Finally, the platform allows tracking in vivo and in vitro experiments. Studies that are "in vivo" (Latin for "within the living") are those in which the effects of various biological entities are tested on whole, living organisms, usually animals (e.g., xenopatients). This kind of experiment is normally exploited to test drug therapies and expand the collection of biological samples. We based our development on the model described by Bertotti et al.^[15] to manage immunocompromised animals and monitor the xenopatient life cycle, from their acquisition by the research institute to their death. Unlike in vivo experiments, in vitro studies are performed with cells or biological molecules studied outside their normal biological context. The LAS platform defines a cell line as the set of biological entities that are generated from the same biological entity and are under the same experimental conditions. The experimental conditions are defined by the protocols that describe the type of process (i.e., adherent, suspend, and organoid) and the set of culturing conditions applied (e.g., nutrients and chemicals, hormones/growth factors, and antibiotics). In addition, the platform allows the management of the generation and thawing procedures of cell lines.

MDDM

Besides tracking experimental procedures and recording all the data related to biological entities, the retrieval of the information tracked by the platform is fundamental to discover new knowledge related to tumors. Due to the large number of laboratory activities and biological entities managed by the LAS with a high level of specificity, and to streamline the development and maintenance process over time, each LAS module operates on a separate database instance, storing both operational data and domain-specific knowledge, and partially replicating key information from other LAS modules. As a result, while each instance focuses on its own specific subset of functionalities, no one database can provide a comprehensive insight into the data. Nonetheless, building actionable knowledge requires the integration of heterogeneous information to establish connections among different and related biological entities, or to explore different facets of the same entities, both for operational and for research purposes. For instance, identifying the number of tubes stored in each plate of a given freezer and their content may be required for managing physical storage equipment. From a researcher’s perspective, the study of the evolution of the tumor mass in a mouse under pharmacological treatment (monitored by means of in vivo experimentation and tracked by the Xenograft Management module) must be traced back to the originating patient (managed by the Clinical module), and should be further correlated to the mouse genomic mutational status and gene expression levels (collected by the set of Molecular modules and annotated by the Genomic Annotation module). The MDDM addresses the issue of extracting all information of interest stored in the databases of each LAS module, providing the end user with an intuitive graphical tool for building customized queries, with a unified view on the entire collection of databases. In addition, the MDDM can be exploited to run programmatic queries via a set of web APIs, enabling other LAS modules, as well as other external applications, to retrieve data of interest.

Architecture

The MDDM has a distributed architecture. Its main components, shown in Figure 1, are the central MDDM Data Integrator (DI) module and the distributed MDDM Data Provider (DP) modules. The DI module provides a unified logical view on the databases of the other modules, thus acting as a (read-only) federated database.^[16] The DP modules rely on a standalone application layer that must be installed within each LAS module, allowing the LAS modules to join the federated database. Interactions between the DI and the DP modules occur via two distinct sets of APIs.

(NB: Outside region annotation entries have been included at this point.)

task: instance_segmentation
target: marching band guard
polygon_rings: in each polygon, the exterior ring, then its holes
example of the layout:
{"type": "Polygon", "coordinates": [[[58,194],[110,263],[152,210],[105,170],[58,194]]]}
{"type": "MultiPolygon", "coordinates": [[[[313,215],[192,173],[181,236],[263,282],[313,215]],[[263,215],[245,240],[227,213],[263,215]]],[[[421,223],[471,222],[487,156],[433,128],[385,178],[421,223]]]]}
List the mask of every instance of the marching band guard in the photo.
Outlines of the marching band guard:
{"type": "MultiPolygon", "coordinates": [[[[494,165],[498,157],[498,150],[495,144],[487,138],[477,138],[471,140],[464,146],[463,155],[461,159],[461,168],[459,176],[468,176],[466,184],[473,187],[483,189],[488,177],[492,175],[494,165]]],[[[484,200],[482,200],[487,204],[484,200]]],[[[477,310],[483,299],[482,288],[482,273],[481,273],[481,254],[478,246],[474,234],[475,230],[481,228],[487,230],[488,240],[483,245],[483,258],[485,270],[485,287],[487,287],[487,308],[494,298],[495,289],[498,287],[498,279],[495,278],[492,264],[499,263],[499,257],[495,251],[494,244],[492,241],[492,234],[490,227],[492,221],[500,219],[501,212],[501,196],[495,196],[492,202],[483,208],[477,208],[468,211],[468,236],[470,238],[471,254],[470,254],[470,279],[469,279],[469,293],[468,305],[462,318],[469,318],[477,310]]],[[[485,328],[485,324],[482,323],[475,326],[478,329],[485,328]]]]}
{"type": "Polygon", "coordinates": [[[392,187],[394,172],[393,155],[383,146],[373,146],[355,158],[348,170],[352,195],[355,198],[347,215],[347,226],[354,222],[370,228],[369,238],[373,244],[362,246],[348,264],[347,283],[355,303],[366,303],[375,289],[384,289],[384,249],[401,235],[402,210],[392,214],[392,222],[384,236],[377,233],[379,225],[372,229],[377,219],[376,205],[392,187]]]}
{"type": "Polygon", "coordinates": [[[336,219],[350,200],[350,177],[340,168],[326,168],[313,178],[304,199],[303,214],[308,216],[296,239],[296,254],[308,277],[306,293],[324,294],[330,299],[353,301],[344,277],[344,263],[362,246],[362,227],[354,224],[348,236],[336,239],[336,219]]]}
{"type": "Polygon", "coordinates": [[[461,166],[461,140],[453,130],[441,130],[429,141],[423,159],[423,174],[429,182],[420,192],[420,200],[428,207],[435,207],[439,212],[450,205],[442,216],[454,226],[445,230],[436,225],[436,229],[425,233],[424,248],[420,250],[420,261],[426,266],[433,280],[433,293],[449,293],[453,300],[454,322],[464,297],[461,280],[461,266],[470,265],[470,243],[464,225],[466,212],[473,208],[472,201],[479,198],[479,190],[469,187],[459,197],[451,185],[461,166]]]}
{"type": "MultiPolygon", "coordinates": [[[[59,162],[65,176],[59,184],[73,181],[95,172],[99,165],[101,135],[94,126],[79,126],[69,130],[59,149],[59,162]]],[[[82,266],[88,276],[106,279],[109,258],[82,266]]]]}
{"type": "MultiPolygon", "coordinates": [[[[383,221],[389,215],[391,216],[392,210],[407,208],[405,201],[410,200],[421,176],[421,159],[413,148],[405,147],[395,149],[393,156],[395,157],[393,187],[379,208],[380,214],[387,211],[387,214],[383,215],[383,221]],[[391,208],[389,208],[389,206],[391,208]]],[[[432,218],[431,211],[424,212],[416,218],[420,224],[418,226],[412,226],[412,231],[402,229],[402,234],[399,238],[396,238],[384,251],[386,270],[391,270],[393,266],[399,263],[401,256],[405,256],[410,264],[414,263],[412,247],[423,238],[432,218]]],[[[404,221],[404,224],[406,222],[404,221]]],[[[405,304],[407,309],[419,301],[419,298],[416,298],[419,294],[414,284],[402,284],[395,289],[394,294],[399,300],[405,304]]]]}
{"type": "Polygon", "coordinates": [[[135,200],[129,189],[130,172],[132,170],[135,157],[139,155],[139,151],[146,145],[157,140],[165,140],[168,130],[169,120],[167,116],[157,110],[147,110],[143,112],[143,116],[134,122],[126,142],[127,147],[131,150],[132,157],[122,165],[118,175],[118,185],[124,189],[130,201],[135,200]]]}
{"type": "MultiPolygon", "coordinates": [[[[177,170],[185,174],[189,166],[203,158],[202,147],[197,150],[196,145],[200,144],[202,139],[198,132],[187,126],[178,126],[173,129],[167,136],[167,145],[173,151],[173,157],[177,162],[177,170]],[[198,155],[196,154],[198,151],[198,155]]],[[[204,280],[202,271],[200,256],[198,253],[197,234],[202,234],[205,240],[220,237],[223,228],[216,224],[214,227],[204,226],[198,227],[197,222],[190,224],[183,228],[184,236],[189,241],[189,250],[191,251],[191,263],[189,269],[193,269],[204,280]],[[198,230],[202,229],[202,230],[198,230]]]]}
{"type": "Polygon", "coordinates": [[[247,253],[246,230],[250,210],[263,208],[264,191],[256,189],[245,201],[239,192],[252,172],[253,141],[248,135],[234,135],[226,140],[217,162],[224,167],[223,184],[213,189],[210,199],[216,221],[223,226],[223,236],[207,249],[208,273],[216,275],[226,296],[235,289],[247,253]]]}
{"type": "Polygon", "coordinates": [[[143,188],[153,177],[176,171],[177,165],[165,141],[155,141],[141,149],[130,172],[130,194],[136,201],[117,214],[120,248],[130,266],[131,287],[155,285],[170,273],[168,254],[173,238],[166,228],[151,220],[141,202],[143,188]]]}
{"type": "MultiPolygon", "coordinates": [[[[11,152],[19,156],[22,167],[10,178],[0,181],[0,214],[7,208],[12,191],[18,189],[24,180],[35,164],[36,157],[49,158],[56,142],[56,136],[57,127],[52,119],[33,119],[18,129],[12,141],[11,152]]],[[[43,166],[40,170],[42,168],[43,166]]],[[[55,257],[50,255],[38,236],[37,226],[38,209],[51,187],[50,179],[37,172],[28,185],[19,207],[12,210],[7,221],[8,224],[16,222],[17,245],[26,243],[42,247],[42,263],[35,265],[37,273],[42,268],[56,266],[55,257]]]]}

Figure 1. MDMM architecture

The MDDM DP APIs are called by the central DI module. They provide an interface to perform the following tasks:

1. Retrieve schema information from each LAS module’s database. This operation is executed once at setup time, when the LAS module is initially registered as a member of the federated database. The APIs collect schema information (i.e., database entities, entity attributes, and relationships among entities) from the object-relational mapping layer provided by Django, the Python-based Model-View-Controller (MVC) development platform of choice. Thus, they are independent of the choice of the actual DataBase Management System (DBMS) adopted as a storage back-end. These metadata, stored by the DI module in its local database, will later be used to define the logical schema of the federated database (see the next section).

2. Run SQL queries on the LAS modules’ local databases and return data to the DI module. Query requests are sent by the DI module using an ad hoc, SQL-injection-proof protocol. To ensure higher flexibility and allow more complex operations not well supported by the ORM layer, the API speaks directly to the underlying DBMS using raw SQL queries and a DBMS-specific library handling the slight syntax variations among products. Currently only a library for the MySQL database management system is available. (See the subsection on query execution for further details about the query engine.)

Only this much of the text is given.